Time Out Sydney / Issue 41: August 20-26, 2008

Smashed - Ben Quilty

Squashing linen on to linen, Ben Quilty unleashes the demons of the male psyche.

By Nick Dent

Smashed - Ben Quilty

Ben Quilty seems like a nice guy to me, but boy, is he in touch with his inner caveman. He's big on the iconography of the bloke - Holden Toranas, meathead faces, hangovers - and his massive, attention-grabbing paintings seem to have been executed by giants wielding blunt instruments (but miraculously resolve themselves into sensitive portraits when viewed from a couple of metres back).

Now, in his latest show at GrantPirrie Gallery, Smashed, Quilty has taken a turn into darker realms of masculinity. Skulls, snakes and grotesque Siamese-twin compositions dominate these works in oil, spray paint, Chinese ink and biro. In a parody of the Australian coat of arms, a kangaroo and emu flanked by serpents lord it over a pile of human skulls. In an oil-on-linen triptych, a man's head lying sideways morphs into the heads of two crying babies. Large oils depicting skulls have been folded over and squashed together to produce ghastly symmetrical twins, like Rorschach inkblot tests.

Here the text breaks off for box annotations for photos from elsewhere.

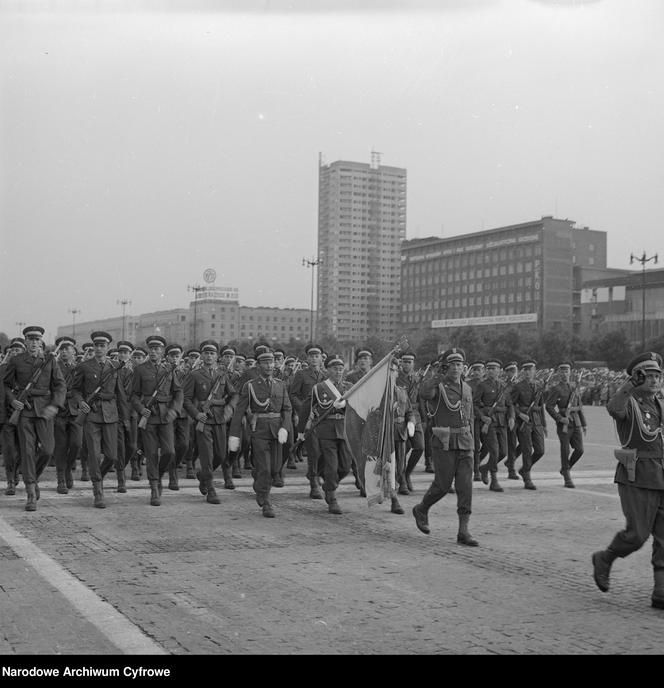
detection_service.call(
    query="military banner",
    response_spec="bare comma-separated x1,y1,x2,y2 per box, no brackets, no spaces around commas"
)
344,351,396,506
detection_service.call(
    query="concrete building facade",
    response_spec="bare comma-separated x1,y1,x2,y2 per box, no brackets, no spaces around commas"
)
316,153,406,343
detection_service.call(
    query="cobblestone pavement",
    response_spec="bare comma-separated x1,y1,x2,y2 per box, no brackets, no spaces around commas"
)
0,408,664,654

Where did all this darkness come from? "I started using the skull image when I was buying kids' clothes for my cousins," Quilty, 34, says. "Everything for boys had skulls emblazoned on it. And I just thought, it's such a weird thing to be instilling in little boys, who are full of life."

An Australia Council residency in Spain last year also had an impact. "You can't help but be overwhelmed with Catholic iconography in Barcelona. I went to church as a kid, so for me the big Rorschachs allude to the way the church is set up with an altar and vases, everything in proportion."

Quilty is a child of northwestern Sydney, whose stint at the Sydney College of Arts never quite exorcised the hoon in him. A rising star since winning the Brett Whiteley Travelling Art Scholarship in 2002, he applies his masses of pigment with cake decorating tools.

"I used to use palette knives from France that cost $60 each until a neighbour who makes cupcakes walked in and said: ‘That's not a palette knife - this is a palette knife.'"

He made the Archibald Prize finals again this year with the unflattering Self-Portrait After Madrid. The look of despair it captures is not the result of an overdose of fiesta but, rather, a visit to the Museo Nacional del Prado.

"I didn't think I'd be as impressed as I was," he says. "Everything was about the joy of life, or this horrible fiery death. It's so overwhelming, and so, so inspiring. I walked out of there and wanted to make a portrait as though I was gazing into the fires of hell."

While there's not a single pleasant or comforting image in Smashed, Quilty says it's all a matter of perception.

"I had a friend walk into the studio and say, ‘I love that butterfly'. I said, ‘What butterfly? They're all skulls.' And he went, ‘Oh my God, they're skulls!' I love that."

Ben Quilty's Smashed exhibits at GrantPirrie Gallery, Redfern, until Sat 30 Aug.